Un journal culturel en ligne d’informations de débats et d’humeurs animé par l’ancienne équipe de Cassandre et celle du jeune Insatiable pour mettre en valeur des actions essentielles mais peu visibles, explorer des terres méconnues, faire découvrir des équipes et des artistes soucieux d’agir dans l’époque et, surtout, réfléchir ensemble aux enjeux portés par l’art et la culture dans une société en voie de déshumanisation.


Aurillac 2015
Où rue la vie ?

par Charlotte Granger


Attention peinture fraîche ! Charlotte Granger a traversé douze éditions du festival international de théâtre de rue d’Aurillac, côté organisation. Et elle a aimé ça. Elle nous fait partager un extrait de son carnet de bord.
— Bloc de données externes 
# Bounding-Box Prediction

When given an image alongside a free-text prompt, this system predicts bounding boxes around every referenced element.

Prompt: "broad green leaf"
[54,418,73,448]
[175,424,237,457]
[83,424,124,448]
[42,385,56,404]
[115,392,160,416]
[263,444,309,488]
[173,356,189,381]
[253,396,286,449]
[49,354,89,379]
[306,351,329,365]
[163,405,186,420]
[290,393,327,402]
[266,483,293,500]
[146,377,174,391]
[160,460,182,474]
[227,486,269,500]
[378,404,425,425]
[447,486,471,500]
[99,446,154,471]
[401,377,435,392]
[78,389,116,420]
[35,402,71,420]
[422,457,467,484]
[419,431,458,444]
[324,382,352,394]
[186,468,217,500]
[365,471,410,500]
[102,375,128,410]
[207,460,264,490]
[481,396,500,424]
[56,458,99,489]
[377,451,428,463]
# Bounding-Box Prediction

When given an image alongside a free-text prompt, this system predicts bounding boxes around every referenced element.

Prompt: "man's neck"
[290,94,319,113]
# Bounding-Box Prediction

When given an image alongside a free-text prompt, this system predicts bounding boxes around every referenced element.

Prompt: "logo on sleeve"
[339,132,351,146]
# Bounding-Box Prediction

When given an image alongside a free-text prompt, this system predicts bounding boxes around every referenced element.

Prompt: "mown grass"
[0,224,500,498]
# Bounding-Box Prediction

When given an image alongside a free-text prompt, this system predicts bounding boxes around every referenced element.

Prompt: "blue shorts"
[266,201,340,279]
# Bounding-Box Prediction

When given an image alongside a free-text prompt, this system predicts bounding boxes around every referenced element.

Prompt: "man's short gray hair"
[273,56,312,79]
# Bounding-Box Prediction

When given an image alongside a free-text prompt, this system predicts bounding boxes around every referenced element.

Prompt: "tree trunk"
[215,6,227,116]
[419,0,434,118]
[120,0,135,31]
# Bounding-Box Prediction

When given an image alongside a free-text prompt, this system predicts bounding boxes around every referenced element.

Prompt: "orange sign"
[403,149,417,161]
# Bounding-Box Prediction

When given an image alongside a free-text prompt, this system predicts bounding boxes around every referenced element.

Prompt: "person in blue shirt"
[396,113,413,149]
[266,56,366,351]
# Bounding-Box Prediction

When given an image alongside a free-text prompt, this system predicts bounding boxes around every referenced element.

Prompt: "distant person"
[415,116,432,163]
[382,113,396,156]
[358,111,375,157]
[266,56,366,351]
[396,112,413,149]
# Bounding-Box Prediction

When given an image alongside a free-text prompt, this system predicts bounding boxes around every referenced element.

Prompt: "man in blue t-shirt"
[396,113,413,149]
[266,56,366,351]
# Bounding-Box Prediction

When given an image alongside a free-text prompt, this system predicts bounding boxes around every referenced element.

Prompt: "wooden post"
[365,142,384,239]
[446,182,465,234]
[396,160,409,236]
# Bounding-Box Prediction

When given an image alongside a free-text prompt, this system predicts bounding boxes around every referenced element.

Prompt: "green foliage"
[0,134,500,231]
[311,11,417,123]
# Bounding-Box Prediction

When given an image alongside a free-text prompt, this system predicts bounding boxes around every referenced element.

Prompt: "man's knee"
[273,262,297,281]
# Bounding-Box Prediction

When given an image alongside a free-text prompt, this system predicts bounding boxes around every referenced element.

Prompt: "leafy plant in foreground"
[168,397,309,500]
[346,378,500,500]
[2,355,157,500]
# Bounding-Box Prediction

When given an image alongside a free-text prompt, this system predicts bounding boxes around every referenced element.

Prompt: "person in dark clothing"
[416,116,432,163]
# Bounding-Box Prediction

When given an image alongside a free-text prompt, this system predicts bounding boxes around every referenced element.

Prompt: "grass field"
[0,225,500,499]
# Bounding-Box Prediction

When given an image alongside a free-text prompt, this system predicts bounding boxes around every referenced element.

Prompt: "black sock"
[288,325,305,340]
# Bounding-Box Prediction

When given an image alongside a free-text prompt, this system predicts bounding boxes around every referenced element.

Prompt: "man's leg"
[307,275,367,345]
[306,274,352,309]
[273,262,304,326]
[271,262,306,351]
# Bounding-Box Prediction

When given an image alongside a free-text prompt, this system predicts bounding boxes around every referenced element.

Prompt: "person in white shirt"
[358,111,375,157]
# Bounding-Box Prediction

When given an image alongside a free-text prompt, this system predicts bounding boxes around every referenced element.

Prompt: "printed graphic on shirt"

Cette danseuse contrariée esquisse un pas de deux pour en saluer la trentième édition achevée il y a peu.
Critiques et analystes, passez votre chemin !

…/…
mardi 1er septembre 2015

c’est la rentrée !
cette nuit même, son et lumière laser
scratch dolby suround stéréo – magnifique orage ô désespoir ô couleurs zen amies…
du vert du jaune du violet des frissons et zébrures dorées…
pyrotechnie, pyrotechnie on n’a rien inventé

rien ne se perd rien ne se créé tout se transforme la forme le fond dans le fond….

s’éloigner à pas feutrés doucement doucement doucement s’en va le jour….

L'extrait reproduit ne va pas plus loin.